CLAUDE.md §12 r14 requires ffmpeg-patches/ updates when libvmaf adds an entry point that the patches consume. None of the in-tree patches (0002 cuda / 0003 sycl / 0004 vulkan-selector / 0006 libvmaf_vulkan) call any *_preallocate_pictures / *_picture_fetch entry point today — neither for CUDA nor for SYCL. Those filters go through the regular per-frame vmaf_picture_alloc host path. Switching them to consume the preallocation pool is a separate optimization with two distinct angles:

  • vf_libvmaf_vulkan (zero-copy import path, patch 0006): this filter receives external VkImages via vmaf_vulkan_import_image and never allocates VmafPictures itself. Preallocation is orthogonal — no change needed, ever.
  • vf_libvmaf host path with vulkan_device=N: currently allocates host-backed pictures per frame. Switching to vmaf_vulkan_preallocate_pictures(DEVICE) would let FFmpeg's frame data land directly in the kernel-read buffer. Real perf win, but it's a separate PR with its own benchmark gate (mirrors the pattern of ADR-0251's measurement-gate flip).

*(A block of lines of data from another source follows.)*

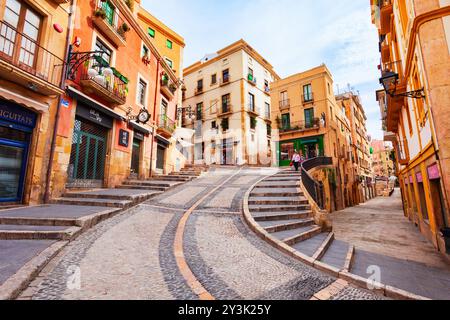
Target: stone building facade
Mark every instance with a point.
(415, 47)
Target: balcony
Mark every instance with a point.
(166, 126)
(25, 62)
(225, 80)
(226, 110)
(300, 126)
(198, 91)
(285, 104)
(386, 10)
(168, 88)
(96, 77)
(251, 79)
(252, 110)
(308, 98)
(111, 23)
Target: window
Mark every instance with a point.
(151, 32)
(253, 122)
(307, 93)
(142, 92)
(250, 74)
(285, 121)
(226, 75)
(107, 52)
(200, 85)
(169, 62)
(251, 102)
(309, 118)
(226, 103)
(24, 20)
(267, 110)
(145, 51)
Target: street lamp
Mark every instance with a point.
(390, 79)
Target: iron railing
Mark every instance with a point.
(167, 124)
(314, 188)
(112, 17)
(25, 53)
(300, 125)
(95, 68)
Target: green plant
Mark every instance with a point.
(100, 12)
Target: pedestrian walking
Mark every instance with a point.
(296, 160)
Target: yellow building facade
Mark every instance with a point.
(307, 119)
(415, 47)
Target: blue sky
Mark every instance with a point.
(293, 35)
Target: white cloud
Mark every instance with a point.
(293, 35)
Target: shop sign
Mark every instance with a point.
(124, 138)
(16, 114)
(433, 172)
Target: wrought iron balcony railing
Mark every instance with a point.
(26, 54)
(300, 126)
(108, 83)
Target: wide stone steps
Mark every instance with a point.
(122, 204)
(275, 192)
(284, 225)
(282, 201)
(291, 237)
(280, 215)
(33, 232)
(272, 207)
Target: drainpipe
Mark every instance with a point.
(154, 115)
(55, 129)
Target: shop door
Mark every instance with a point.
(87, 160)
(135, 156)
(13, 159)
(160, 157)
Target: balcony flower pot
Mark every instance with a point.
(100, 13)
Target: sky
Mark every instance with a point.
(293, 35)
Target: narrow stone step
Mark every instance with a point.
(336, 254)
(295, 235)
(270, 208)
(136, 187)
(274, 192)
(26, 232)
(278, 201)
(283, 215)
(123, 204)
(283, 225)
(307, 234)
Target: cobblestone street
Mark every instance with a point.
(132, 256)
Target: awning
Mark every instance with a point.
(162, 141)
(24, 101)
(78, 95)
(140, 128)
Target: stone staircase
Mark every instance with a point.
(278, 205)
(106, 202)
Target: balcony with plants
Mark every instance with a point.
(97, 77)
(27, 63)
(298, 126)
(166, 126)
(168, 88)
(108, 19)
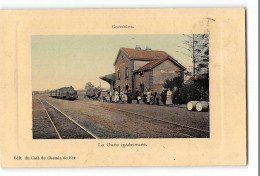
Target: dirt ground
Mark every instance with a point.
(105, 123)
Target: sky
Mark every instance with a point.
(65, 60)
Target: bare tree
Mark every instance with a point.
(197, 46)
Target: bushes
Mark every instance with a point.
(193, 92)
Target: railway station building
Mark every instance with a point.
(141, 68)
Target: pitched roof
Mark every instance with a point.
(156, 57)
(139, 54)
(157, 62)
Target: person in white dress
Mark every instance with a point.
(148, 93)
(169, 97)
(116, 96)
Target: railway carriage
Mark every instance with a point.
(67, 93)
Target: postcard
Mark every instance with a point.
(123, 87)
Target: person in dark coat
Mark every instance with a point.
(157, 98)
(129, 96)
(137, 95)
(163, 96)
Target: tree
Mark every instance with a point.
(174, 82)
(197, 46)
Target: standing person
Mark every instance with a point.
(125, 96)
(174, 92)
(157, 98)
(163, 96)
(108, 97)
(137, 95)
(152, 100)
(116, 96)
(149, 94)
(129, 96)
(169, 97)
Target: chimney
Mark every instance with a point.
(147, 48)
(138, 47)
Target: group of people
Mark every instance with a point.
(148, 96)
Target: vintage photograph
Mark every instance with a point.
(120, 86)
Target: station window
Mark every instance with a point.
(126, 72)
(118, 75)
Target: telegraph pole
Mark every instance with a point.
(193, 58)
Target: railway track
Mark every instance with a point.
(185, 130)
(65, 127)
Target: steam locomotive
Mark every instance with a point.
(67, 93)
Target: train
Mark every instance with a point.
(67, 93)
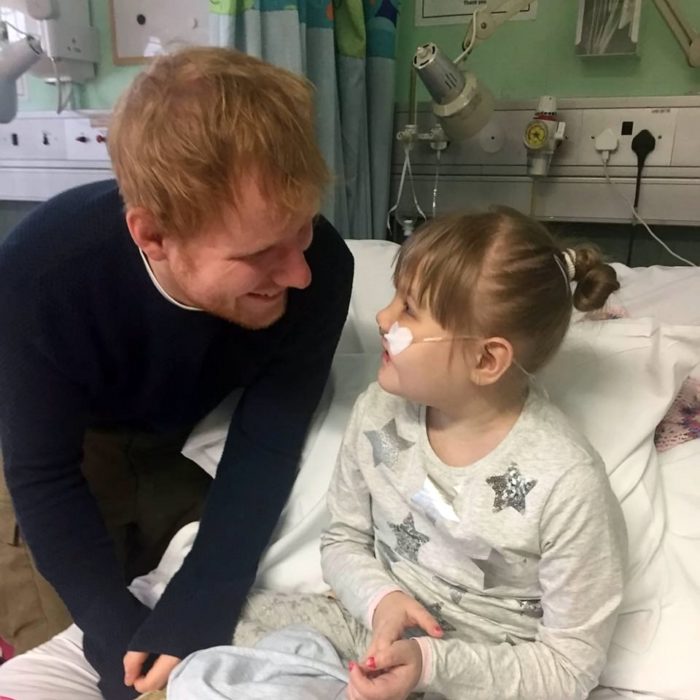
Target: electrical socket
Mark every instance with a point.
(33, 139)
(660, 122)
(85, 141)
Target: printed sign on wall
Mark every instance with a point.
(434, 12)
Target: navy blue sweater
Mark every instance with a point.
(87, 340)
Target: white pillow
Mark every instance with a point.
(668, 294)
(372, 290)
(668, 666)
(615, 380)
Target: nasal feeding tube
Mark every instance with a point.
(398, 338)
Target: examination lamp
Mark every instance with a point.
(462, 104)
(15, 58)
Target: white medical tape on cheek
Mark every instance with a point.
(398, 338)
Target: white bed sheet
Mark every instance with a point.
(668, 294)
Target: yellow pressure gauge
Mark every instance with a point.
(536, 134)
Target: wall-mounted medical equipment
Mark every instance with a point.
(543, 134)
(608, 27)
(63, 49)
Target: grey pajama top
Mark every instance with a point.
(520, 555)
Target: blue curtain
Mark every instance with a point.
(346, 48)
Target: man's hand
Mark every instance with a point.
(157, 676)
(396, 613)
(391, 675)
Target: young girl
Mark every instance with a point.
(476, 549)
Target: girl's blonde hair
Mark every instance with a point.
(198, 121)
(501, 273)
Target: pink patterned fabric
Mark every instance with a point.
(6, 652)
(682, 422)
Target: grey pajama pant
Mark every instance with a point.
(266, 611)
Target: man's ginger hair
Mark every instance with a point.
(197, 122)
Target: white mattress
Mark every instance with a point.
(668, 667)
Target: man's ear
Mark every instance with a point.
(495, 358)
(146, 233)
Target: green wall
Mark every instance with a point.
(525, 59)
(521, 61)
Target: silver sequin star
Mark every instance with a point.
(386, 444)
(408, 539)
(435, 610)
(531, 608)
(511, 489)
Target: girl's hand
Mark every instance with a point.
(390, 675)
(396, 613)
(157, 676)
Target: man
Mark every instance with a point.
(126, 315)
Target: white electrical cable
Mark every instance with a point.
(470, 45)
(435, 184)
(639, 218)
(405, 170)
(60, 103)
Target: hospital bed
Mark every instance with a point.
(617, 377)
(630, 380)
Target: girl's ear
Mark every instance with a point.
(493, 361)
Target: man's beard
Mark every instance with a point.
(245, 317)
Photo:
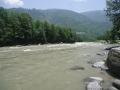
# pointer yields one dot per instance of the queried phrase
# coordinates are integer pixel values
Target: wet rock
(116, 83)
(97, 79)
(112, 88)
(77, 68)
(100, 65)
(109, 48)
(94, 86)
(113, 61)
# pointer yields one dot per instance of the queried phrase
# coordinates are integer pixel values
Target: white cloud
(80, 0)
(13, 3)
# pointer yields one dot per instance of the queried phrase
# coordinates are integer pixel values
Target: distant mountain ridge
(89, 24)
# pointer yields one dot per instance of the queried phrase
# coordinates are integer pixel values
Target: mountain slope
(89, 24)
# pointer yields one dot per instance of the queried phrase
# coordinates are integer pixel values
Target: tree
(113, 12)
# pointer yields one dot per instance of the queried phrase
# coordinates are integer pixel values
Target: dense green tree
(113, 12)
(19, 28)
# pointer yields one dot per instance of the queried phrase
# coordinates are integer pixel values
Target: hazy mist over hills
(88, 24)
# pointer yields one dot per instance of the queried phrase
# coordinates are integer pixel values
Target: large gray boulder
(113, 61)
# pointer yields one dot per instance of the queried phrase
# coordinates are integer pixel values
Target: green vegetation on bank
(20, 28)
(89, 25)
(113, 12)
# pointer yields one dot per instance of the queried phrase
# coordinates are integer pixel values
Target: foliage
(19, 28)
(92, 24)
(113, 12)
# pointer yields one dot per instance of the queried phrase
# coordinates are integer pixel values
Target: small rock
(27, 50)
(116, 83)
(77, 68)
(94, 86)
(97, 79)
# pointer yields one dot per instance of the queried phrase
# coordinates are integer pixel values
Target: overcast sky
(75, 5)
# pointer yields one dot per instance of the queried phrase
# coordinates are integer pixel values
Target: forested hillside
(89, 25)
(20, 28)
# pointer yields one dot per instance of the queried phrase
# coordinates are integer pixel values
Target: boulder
(113, 61)
(116, 83)
(94, 86)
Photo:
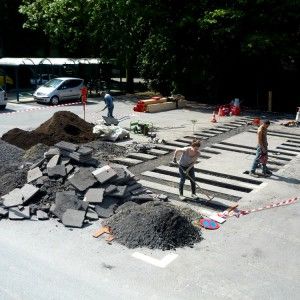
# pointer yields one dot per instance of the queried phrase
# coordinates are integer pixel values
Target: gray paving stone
(67, 146)
(69, 169)
(51, 152)
(127, 161)
(57, 171)
(120, 192)
(53, 161)
(92, 215)
(157, 152)
(85, 150)
(28, 191)
(41, 215)
(17, 214)
(66, 200)
(94, 195)
(109, 189)
(73, 218)
(141, 156)
(104, 173)
(3, 212)
(34, 174)
(14, 198)
(83, 179)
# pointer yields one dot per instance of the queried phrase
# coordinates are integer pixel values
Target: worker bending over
(188, 158)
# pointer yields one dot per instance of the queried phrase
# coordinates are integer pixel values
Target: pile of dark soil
(62, 126)
(155, 225)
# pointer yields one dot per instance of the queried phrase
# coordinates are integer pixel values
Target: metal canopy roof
(31, 61)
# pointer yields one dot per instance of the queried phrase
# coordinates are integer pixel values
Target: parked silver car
(3, 98)
(59, 89)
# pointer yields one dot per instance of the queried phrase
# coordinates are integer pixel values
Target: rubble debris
(73, 218)
(156, 225)
(62, 126)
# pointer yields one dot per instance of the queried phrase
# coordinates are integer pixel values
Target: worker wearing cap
(261, 156)
(189, 156)
(109, 104)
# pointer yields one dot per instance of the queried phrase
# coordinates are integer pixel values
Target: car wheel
(54, 100)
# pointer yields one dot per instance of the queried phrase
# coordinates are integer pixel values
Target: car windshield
(53, 83)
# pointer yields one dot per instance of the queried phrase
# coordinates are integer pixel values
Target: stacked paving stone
(71, 185)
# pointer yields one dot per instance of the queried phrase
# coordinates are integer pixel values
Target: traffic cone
(213, 119)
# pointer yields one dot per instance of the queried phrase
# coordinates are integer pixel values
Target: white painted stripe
(161, 263)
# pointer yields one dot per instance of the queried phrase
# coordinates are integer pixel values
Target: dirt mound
(62, 126)
(155, 225)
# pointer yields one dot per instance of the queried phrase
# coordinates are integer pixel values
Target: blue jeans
(183, 176)
(110, 111)
(256, 161)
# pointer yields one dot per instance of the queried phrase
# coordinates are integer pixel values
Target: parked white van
(59, 89)
(3, 99)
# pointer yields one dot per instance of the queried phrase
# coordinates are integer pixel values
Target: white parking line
(161, 263)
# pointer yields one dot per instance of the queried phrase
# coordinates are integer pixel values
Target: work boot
(253, 174)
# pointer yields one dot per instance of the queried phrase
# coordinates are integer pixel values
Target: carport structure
(37, 63)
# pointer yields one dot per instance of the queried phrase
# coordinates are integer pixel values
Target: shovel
(209, 196)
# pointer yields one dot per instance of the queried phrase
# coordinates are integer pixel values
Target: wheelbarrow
(113, 121)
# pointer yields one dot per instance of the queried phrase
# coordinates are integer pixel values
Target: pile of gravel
(156, 225)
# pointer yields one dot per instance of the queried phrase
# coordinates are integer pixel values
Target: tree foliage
(205, 47)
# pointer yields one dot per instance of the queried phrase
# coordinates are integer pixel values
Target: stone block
(67, 146)
(41, 215)
(83, 179)
(14, 198)
(17, 214)
(67, 200)
(3, 212)
(28, 191)
(107, 207)
(57, 171)
(120, 192)
(69, 169)
(37, 164)
(109, 189)
(73, 218)
(85, 151)
(94, 195)
(51, 152)
(34, 174)
(104, 173)
(92, 215)
(53, 161)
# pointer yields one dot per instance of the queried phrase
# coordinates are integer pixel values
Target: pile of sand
(62, 126)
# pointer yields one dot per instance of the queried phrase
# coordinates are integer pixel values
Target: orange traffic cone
(213, 119)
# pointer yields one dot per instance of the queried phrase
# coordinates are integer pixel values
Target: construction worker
(109, 104)
(261, 156)
(189, 156)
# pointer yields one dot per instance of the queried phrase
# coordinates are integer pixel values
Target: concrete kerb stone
(57, 171)
(94, 195)
(73, 218)
(67, 146)
(41, 215)
(83, 179)
(53, 161)
(104, 174)
(18, 214)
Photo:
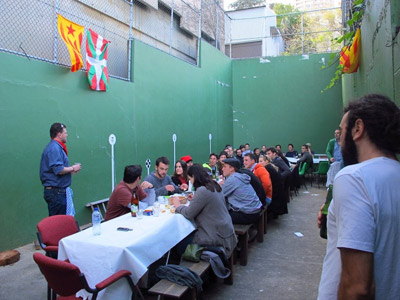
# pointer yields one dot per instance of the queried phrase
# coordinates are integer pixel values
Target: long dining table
(135, 250)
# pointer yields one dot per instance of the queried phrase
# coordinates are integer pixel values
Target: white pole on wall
(210, 138)
(112, 140)
(174, 141)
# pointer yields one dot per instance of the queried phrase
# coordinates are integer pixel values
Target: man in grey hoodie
(161, 181)
(243, 203)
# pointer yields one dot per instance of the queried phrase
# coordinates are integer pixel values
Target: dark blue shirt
(52, 163)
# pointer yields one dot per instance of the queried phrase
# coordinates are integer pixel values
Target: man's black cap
(233, 162)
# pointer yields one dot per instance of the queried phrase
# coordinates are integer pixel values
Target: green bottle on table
(323, 231)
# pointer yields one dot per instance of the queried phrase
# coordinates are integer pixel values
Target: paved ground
(284, 267)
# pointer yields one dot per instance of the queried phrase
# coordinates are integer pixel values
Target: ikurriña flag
(71, 33)
(350, 55)
(96, 61)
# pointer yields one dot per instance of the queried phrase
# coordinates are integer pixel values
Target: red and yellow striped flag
(71, 34)
(350, 55)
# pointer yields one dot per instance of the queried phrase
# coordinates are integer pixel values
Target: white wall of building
(251, 25)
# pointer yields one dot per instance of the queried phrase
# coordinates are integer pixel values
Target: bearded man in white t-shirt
(363, 252)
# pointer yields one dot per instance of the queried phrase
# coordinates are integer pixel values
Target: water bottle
(96, 220)
(156, 209)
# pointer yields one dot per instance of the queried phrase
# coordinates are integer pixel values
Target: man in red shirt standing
(129, 191)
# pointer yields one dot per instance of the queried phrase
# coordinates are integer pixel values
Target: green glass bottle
(323, 230)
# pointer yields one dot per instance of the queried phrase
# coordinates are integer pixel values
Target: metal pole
(174, 141)
(230, 37)
(302, 34)
(199, 37)
(55, 34)
(130, 40)
(171, 27)
(112, 140)
(216, 27)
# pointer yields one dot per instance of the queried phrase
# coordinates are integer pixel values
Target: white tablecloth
(100, 256)
(315, 160)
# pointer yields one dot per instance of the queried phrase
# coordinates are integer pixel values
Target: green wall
(279, 101)
(166, 96)
(275, 102)
(379, 70)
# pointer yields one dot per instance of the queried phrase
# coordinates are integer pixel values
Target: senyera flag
(72, 34)
(350, 55)
(96, 61)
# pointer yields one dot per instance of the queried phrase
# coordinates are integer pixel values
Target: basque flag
(96, 61)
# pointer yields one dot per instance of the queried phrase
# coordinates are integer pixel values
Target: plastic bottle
(323, 231)
(96, 221)
(156, 209)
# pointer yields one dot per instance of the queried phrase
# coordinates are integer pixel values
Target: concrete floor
(284, 267)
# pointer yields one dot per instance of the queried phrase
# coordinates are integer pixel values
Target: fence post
(199, 37)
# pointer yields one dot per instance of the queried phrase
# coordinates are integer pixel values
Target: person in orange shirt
(262, 174)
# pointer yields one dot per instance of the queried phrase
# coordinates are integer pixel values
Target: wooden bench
(242, 231)
(99, 204)
(168, 288)
(243, 241)
(265, 220)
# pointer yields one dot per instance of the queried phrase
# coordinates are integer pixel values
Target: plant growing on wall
(354, 23)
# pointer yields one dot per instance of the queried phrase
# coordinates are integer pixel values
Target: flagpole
(130, 40)
(55, 34)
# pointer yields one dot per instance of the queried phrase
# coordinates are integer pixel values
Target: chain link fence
(173, 26)
(31, 30)
(283, 34)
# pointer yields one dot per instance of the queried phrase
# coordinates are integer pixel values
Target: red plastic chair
(52, 229)
(65, 279)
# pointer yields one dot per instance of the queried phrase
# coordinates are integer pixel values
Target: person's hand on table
(146, 185)
(176, 202)
(319, 220)
(170, 188)
(184, 187)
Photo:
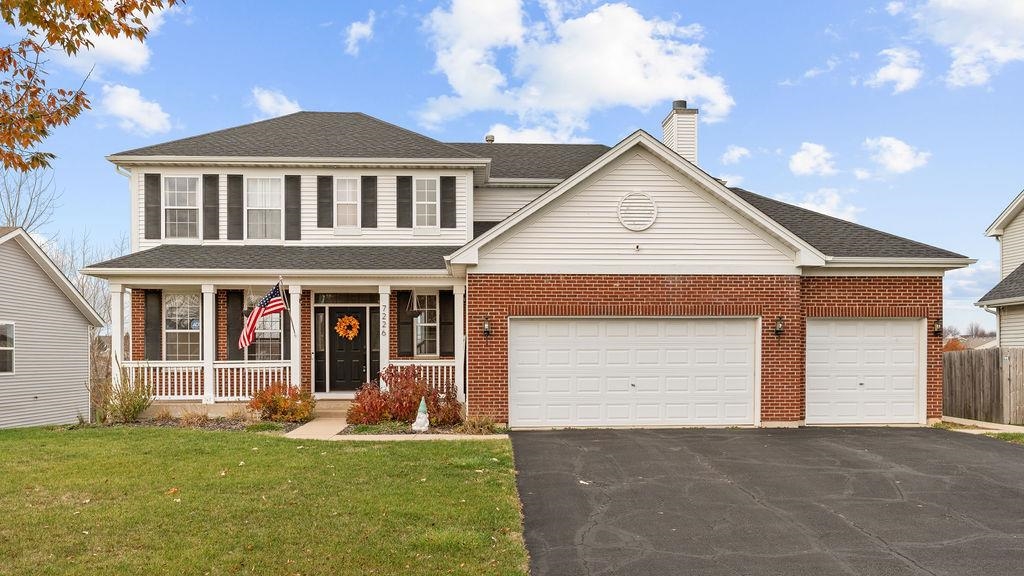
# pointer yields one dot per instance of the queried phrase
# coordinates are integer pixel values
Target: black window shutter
(368, 197)
(404, 201)
(235, 207)
(448, 202)
(153, 201)
(404, 324)
(211, 206)
(293, 208)
(325, 201)
(445, 323)
(154, 321)
(236, 301)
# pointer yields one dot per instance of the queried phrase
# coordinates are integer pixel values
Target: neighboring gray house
(45, 328)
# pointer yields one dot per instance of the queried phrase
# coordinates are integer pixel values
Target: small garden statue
(422, 422)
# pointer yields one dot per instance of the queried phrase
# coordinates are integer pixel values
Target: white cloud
(134, 113)
(829, 201)
(980, 35)
(358, 32)
(734, 154)
(272, 103)
(903, 70)
(895, 156)
(561, 70)
(812, 159)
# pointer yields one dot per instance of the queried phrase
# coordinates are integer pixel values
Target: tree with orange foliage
(29, 109)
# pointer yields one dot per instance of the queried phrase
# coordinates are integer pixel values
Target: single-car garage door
(863, 371)
(631, 372)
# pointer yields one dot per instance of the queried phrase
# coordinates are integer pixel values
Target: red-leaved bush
(401, 400)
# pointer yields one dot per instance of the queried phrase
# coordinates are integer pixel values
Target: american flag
(271, 303)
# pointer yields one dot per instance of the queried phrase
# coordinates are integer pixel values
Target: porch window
(269, 335)
(182, 335)
(426, 203)
(346, 203)
(6, 347)
(426, 325)
(263, 208)
(180, 207)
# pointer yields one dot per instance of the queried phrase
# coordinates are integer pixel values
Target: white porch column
(117, 332)
(209, 342)
(460, 341)
(385, 310)
(295, 306)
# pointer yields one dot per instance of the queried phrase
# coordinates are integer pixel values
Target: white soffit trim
(53, 273)
(1007, 216)
(807, 254)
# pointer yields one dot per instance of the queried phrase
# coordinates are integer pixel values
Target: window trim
(437, 205)
(417, 323)
(13, 348)
(245, 210)
(357, 227)
(164, 207)
(163, 323)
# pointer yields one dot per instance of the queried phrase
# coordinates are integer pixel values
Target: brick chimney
(679, 130)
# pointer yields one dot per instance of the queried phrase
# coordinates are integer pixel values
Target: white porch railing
(438, 373)
(240, 380)
(168, 380)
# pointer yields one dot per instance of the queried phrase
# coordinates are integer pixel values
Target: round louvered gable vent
(637, 211)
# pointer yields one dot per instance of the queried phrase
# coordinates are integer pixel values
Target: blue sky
(903, 116)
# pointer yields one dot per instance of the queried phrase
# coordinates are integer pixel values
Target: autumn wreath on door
(347, 327)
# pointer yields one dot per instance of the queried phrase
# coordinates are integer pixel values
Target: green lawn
(177, 501)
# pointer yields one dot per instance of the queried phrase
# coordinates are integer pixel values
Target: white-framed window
(425, 202)
(269, 335)
(425, 325)
(180, 207)
(264, 215)
(182, 327)
(346, 198)
(6, 347)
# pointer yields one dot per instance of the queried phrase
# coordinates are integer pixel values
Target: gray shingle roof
(835, 237)
(1010, 287)
(284, 257)
(535, 160)
(314, 134)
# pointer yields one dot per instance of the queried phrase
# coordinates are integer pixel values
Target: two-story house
(1007, 297)
(552, 285)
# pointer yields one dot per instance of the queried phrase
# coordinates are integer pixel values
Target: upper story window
(263, 208)
(426, 324)
(182, 337)
(346, 203)
(6, 347)
(426, 202)
(180, 207)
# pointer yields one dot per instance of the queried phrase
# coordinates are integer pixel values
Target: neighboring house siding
(581, 232)
(51, 346)
(495, 204)
(1012, 247)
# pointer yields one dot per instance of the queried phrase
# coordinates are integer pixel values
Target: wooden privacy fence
(984, 384)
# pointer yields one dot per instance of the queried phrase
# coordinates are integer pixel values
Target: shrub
(282, 403)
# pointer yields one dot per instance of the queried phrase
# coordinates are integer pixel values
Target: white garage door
(863, 371)
(631, 372)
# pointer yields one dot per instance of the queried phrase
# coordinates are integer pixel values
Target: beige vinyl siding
(1012, 246)
(1012, 326)
(581, 232)
(495, 204)
(51, 346)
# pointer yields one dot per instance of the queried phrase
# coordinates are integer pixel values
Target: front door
(347, 358)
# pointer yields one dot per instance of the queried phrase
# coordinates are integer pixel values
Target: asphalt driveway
(814, 501)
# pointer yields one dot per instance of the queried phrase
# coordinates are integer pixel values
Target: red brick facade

For symmetry with SYCL — which also ships preallocation but whose FFmpeg filter doesn't consume it yet — we deliberately keep this PR's scope at "API parity surface" rather than "FFmpeg integration optimization". When the FFmpeg adoption PR lands, it's additionally gated on demonstrating no host → device staging copy in perf record traces against an unchanged Netflix golden score.

ffmpeg-patches/series.txt is unchanged by this PR; the apply --check gate against the pinned n8.1 baseline passes unmodified.

References

Status update 2026-05-08: Accepted

Audited as part of the 2026-05-08 ADR Proposed sweep (Research-0086).

Acceptance criteria verified in tree at HEAD 0a8b539e:

  • core/include/libvmaf/libvmaf_vulkan.h declares VmafVulkanPicturePreallocationMethod (line 153), VmafVulkanPictureConfiguration::pic_prealloc_method (line 165), vmaf_vulkan_preallocate_pictures (line 180), vmaf_vulkan_picture_fetch (line 191).
  • Verification command: grep -nE "VmafVulkanPicturePreallocationMethod|vmaf_vulkan_preallocate_pictures|vmaf_vulkan_picture_fetch" core/include/libvmaf/libvmaf_vulkan.h.